School Choice Programs and Initiatives:
• Wisconsin Parental Choice Program: Open the choice program to school districts with at least two underperforming schools (those receiving school report card grades of “fails to meet expectations” or “meets few expectations”), at least 4,000 students, and at least 20 students intending to participate in the program. This expansion will be capped at 500 students statewide for fiscal year 2014 and 1,000 students statewide for fiscal year 2015. Eligibility requirements for students would be similar to current choice program eligibility requirements.
• Charter School Oversight Board: The board will enable the further development of the independent charter school system, while creating a new level of accountability for all levels of the system and helping to preserve local control.
• The budget creates a charter school oversight board to manage the authorization of local, independent charter school authorizers.
• New local authorizers must be nonprofit, nonsectarian entities or groups of such entities.
• While charter schools can be built physically anywhere, only students in school districts with at least 4,000 students and schools with a “D” or “F” on their report card (the same criteria as choice) will be able attend without the possibility of a district veto. Students in smaller or higher performing districts will need district permission to attend an independent charter.
• When applying to the board, applicant entities must include detailed information on the financial and educational viability of the school to ensure accountability. The authorizer would be responsible for ensuring performance targets are set and met.
• On an ongoing basis, authorizers are required to approve only high-quality school applications, monitor performance, and provide annual reports regarding performance.

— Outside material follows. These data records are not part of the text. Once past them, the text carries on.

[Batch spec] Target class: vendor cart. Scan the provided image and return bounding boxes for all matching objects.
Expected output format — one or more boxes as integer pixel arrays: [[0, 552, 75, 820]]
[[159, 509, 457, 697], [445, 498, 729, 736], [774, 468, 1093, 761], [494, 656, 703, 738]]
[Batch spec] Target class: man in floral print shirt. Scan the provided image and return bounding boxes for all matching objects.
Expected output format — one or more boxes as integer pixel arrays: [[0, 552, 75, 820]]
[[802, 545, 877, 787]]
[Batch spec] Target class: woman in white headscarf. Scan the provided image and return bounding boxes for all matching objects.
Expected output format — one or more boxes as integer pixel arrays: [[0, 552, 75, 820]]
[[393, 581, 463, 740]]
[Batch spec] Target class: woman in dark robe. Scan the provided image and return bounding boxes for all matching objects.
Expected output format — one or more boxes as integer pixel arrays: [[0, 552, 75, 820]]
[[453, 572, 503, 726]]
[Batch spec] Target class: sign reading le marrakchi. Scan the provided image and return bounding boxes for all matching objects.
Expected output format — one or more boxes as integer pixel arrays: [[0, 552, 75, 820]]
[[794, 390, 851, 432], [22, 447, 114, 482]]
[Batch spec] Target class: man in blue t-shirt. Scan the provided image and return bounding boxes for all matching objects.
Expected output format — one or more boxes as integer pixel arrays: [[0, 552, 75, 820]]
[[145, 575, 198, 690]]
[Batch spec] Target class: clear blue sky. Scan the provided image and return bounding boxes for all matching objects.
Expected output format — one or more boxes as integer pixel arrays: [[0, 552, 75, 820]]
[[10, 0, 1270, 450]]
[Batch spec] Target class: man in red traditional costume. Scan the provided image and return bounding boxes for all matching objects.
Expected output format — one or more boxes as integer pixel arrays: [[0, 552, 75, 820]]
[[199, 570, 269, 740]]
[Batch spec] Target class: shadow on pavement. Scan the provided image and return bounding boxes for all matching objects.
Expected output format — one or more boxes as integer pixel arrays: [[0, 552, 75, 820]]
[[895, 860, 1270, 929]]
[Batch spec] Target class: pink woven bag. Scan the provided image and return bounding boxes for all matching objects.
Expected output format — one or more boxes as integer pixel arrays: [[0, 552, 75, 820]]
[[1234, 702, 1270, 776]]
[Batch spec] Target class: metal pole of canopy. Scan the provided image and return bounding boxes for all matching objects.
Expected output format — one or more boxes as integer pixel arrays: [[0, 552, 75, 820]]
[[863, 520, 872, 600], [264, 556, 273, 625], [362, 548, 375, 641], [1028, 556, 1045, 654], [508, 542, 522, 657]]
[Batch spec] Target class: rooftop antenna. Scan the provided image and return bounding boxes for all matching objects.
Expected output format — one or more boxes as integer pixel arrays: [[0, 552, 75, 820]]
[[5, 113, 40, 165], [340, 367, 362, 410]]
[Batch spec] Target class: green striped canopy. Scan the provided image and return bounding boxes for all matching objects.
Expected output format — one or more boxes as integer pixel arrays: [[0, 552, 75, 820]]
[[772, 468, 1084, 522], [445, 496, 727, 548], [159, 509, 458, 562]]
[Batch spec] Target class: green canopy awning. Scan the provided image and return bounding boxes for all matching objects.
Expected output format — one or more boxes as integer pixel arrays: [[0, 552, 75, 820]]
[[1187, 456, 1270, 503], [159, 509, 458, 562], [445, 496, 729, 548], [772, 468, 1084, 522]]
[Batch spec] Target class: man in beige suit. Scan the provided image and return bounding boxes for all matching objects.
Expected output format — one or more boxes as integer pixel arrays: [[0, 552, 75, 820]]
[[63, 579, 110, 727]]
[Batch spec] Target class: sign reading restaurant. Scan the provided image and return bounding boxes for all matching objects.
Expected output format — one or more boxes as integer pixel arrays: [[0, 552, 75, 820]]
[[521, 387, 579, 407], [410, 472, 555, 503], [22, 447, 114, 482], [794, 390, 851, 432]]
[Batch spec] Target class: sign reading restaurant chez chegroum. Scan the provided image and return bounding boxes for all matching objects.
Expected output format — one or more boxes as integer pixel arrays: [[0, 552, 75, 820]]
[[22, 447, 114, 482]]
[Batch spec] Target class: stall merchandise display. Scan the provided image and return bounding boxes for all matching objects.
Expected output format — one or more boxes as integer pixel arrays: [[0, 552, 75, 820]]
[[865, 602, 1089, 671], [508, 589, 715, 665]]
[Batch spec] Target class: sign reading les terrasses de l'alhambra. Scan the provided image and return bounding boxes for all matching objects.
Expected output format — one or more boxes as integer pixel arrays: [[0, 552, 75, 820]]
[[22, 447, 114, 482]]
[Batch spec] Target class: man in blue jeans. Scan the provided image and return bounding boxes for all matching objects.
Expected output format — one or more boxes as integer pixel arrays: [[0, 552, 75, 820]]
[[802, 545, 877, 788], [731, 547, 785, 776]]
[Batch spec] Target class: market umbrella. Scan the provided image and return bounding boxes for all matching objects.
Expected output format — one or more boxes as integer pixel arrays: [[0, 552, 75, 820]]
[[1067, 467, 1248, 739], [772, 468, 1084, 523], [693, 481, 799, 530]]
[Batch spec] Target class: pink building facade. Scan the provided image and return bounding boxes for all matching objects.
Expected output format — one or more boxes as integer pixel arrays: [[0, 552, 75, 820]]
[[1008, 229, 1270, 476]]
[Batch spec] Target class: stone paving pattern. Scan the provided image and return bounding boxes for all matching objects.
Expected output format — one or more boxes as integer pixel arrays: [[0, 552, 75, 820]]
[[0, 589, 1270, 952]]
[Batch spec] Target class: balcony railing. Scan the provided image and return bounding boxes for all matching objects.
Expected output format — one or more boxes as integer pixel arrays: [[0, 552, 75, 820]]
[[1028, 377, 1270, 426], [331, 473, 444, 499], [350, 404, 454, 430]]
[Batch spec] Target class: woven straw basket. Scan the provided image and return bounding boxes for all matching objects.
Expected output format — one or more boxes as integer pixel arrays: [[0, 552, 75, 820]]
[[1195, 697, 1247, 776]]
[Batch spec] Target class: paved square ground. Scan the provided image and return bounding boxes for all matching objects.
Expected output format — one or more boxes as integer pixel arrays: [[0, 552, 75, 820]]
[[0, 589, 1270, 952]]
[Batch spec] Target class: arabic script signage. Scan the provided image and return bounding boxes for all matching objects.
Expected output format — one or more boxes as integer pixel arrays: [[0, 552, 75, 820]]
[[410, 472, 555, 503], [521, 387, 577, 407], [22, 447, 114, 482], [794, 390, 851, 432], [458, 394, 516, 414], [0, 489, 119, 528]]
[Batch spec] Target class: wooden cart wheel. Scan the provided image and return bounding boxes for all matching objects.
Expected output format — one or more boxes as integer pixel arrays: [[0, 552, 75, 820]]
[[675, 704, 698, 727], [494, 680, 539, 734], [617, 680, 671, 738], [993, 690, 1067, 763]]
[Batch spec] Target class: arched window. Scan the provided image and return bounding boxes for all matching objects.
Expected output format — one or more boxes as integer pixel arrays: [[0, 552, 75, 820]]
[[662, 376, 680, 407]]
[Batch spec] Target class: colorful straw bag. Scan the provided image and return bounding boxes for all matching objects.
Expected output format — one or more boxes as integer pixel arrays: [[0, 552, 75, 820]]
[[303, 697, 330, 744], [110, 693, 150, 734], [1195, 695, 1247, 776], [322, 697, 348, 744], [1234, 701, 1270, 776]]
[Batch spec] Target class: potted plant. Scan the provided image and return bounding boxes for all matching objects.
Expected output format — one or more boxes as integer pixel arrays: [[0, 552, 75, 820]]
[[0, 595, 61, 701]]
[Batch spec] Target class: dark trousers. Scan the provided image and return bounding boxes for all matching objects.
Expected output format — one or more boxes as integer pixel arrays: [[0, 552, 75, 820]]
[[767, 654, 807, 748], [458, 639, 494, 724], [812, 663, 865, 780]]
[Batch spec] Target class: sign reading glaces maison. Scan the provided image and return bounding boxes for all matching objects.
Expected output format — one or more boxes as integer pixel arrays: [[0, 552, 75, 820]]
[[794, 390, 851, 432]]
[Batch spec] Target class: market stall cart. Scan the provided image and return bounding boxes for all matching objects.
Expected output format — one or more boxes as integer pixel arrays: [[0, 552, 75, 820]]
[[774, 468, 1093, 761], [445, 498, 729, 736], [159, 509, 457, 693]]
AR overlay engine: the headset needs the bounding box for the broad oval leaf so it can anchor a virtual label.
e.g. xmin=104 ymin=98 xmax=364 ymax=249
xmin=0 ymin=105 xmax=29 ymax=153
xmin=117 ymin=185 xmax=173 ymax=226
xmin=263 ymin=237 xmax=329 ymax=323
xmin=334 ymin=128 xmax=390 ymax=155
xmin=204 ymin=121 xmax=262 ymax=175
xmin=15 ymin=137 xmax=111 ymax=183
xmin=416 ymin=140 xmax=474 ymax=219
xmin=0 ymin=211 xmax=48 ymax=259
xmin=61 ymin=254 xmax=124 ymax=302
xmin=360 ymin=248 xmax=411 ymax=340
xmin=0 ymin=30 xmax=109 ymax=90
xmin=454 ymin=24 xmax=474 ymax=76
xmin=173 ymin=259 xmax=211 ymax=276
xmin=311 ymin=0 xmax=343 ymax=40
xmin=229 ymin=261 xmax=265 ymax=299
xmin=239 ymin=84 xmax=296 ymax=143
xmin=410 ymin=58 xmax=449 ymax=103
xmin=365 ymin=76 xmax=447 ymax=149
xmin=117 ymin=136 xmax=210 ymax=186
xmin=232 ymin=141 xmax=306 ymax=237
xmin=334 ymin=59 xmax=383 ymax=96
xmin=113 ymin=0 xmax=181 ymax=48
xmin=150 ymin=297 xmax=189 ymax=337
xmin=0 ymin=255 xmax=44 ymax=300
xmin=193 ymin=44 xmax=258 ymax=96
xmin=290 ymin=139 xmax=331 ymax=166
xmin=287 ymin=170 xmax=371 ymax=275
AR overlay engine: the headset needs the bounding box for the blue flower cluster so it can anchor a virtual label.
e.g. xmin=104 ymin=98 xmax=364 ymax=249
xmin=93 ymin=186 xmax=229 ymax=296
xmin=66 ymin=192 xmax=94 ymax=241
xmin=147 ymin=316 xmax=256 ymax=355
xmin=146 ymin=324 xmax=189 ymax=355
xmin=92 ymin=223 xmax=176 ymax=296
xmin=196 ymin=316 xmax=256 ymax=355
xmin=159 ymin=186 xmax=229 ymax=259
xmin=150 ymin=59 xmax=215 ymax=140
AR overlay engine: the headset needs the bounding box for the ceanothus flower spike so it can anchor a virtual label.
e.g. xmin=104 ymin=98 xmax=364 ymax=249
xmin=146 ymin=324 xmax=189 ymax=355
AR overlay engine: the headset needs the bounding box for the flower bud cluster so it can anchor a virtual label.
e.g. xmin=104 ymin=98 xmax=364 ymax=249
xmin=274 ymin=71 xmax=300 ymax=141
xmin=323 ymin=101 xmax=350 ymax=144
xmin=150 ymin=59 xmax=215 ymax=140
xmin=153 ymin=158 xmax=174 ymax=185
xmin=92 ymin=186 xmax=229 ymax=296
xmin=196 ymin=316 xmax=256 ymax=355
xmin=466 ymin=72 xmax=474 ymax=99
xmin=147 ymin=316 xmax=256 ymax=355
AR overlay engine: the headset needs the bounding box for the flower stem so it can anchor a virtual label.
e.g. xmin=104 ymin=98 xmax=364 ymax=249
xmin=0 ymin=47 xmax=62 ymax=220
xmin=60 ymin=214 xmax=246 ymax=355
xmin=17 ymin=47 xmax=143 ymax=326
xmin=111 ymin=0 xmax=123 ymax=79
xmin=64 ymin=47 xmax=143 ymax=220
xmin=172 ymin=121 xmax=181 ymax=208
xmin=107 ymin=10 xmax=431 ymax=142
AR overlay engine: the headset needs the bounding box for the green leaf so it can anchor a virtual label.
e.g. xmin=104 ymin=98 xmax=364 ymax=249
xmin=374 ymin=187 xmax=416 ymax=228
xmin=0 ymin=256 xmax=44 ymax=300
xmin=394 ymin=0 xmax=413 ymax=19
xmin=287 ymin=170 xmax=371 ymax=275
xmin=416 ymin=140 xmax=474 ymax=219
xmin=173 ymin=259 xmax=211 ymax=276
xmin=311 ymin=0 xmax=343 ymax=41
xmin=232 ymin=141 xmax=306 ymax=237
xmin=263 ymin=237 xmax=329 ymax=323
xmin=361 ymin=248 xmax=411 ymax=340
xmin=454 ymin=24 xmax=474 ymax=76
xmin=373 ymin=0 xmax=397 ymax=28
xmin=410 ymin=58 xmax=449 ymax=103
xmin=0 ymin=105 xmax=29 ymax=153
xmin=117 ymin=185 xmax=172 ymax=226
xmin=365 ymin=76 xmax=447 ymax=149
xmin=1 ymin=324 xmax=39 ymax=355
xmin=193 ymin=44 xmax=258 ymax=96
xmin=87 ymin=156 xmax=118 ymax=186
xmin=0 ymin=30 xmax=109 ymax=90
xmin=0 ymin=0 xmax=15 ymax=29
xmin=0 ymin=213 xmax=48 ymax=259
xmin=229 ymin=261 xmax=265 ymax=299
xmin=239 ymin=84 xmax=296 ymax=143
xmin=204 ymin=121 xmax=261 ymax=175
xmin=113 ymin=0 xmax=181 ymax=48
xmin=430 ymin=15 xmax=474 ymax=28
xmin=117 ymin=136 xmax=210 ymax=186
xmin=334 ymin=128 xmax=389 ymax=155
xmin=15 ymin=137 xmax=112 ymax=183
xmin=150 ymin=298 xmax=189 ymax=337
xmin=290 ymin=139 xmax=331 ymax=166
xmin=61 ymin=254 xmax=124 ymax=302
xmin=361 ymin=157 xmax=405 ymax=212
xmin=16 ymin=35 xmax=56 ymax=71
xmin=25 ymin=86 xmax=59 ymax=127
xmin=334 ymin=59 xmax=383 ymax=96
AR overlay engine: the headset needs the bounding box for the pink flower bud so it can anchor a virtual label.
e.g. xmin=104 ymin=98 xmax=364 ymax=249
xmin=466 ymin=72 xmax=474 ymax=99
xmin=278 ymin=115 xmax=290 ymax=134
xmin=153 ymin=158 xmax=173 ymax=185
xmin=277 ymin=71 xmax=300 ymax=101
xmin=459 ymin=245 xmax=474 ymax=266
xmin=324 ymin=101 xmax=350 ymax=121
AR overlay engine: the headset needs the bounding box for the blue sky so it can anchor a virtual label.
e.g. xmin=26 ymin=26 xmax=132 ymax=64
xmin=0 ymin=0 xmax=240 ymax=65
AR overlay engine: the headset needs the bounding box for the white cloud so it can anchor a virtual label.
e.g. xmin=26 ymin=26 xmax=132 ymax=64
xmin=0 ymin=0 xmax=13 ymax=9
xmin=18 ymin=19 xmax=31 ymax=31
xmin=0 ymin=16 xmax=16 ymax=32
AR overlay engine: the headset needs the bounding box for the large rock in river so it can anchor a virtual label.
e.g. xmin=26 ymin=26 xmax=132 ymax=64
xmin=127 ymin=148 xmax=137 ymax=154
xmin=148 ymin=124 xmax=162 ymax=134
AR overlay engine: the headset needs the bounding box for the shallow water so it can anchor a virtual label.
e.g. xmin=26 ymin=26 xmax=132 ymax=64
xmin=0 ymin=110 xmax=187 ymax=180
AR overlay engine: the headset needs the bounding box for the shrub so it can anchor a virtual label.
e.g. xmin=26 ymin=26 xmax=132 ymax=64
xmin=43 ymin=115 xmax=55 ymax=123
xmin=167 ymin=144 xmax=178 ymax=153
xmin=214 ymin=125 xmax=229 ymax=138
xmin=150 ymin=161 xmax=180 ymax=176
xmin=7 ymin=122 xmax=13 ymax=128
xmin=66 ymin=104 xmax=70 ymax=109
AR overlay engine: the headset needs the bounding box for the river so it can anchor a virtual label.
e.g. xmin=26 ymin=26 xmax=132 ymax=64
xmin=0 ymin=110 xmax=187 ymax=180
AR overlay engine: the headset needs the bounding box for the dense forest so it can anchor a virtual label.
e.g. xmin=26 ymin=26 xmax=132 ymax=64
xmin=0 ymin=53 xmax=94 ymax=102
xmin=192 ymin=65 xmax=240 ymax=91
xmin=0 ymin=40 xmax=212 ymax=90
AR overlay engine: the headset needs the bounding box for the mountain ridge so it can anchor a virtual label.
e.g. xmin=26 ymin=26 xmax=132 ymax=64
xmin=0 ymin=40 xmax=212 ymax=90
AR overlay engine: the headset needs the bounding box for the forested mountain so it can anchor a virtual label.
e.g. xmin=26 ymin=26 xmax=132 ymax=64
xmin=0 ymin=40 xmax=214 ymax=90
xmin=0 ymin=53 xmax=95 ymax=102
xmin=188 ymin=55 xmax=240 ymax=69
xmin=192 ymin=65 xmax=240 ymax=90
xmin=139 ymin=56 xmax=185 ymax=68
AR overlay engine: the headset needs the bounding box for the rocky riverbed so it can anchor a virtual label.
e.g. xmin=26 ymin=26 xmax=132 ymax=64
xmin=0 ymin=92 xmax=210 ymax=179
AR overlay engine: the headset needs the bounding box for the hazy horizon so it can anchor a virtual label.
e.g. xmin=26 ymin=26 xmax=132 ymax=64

• Course Options: Expand the part-time open enrollment program by permitting pupils to take up to two courses from a pool of education providers including public (traditional or virtual) K-12 schools, University of Wisconsin institutions, technical colleges, and other Department of Public Instruction (DPI) approved non-profits. This innovative program will allow K-12 students to take any course aligned with their Academic and Career Plan to move them closer to graduation. Students, especially those in rural areas, will now have access to a variety of foreign languages and rigorous AP classes, which they cannot currently access. In addition, it will give students options to take courses with a different approach to a course they are struggling in.
• Special Needs Scholarship: Further enhance the ability of families to choose alternative education options by creating a Special Needs Scholarship Program, through which a child with special needs may receive a state-funded scholarship to attend the school of his or her choice.
• Home Schooled Students: The budget will eliminate grade and residency restrictions on the ability of homeschooled pupils to take courses in a school district. This will expand traditional and virtual options to these students, while allowing school districts to get additional credit (0.25 FTE per course) towards their enrollment counts.
• Moving Towards Funding Parity: In an effort to move towards greater funding equity among all education sectors, Governor Walker will add funding to each sector. The charter school per pupil payment is increased by 1 percent in each year, from $7,775 in the current year to $7,852 for the 2013-14 school year and $7,931 in the 2014-15 school year. Payments to students in choice programs are also increased from $6,442 to $7,050 for K-8 schools and $7,856 for high schools beginning in the 2014-15 school year, the first increase since 2009-10.